Consumer sentiment in decline suggests dissatisfaction with the federal budget has outweighed May's interest rate cut. Despite the currency's easing effect, there is scope to cut again in June.

Markets are giving us little encouragement for our view that there is a decent case for the Reserve Bank board to cut rates at the June meeting.

Market pricing points to a meagre 20 per cent probability of a cut. That is despite what we consider to be quite a shock with the Westpac-Melbourne Institute Consumer Sentiment Index dropping by a significant 7 per cent in May to 97.6.

The print pushed the index back into a range where pessimists outnumber optimists for the first time since October 2012. It is the lowest read since August 2012.

Over the last two months the index has fallen by 11.7 per cent to fully reverse the promising 9 per cent increase we saw in February and March. Of course, the remarkable aspect of this result is that it is the first read of the index since the Reserve Bank cut the cash rate by 0.25 per cent on May 7.

Absent any other major influences, we would have expected a solid boost to the index following that rate cut. However, since the rate cut we have seen the announcement of the federal budget.

We expect that the dissatisfaction is not only due to concerns around some of the savings measures in the budget but also the sharp deterioration in the fiscal position, indicating renewed fears about the overall state of the economy.

These concerns are also likely to have been fuelled by the surprise fall in the Australian dollar before and during the survey period.
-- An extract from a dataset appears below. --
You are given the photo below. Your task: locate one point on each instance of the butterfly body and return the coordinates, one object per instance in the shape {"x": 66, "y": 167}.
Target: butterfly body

Further undermining the assessment of the state of confidence amongst households was the 5.4 per cent increase in the Westpac-Melbourne Institute Index of Unemployment Expectations, following a 1.3 per cent increase last month.

This change has partially redressed the promising 9.6 per cent fall in the index between December and March.

It is back to levels indicating that households expect the unemployment rate to start rising.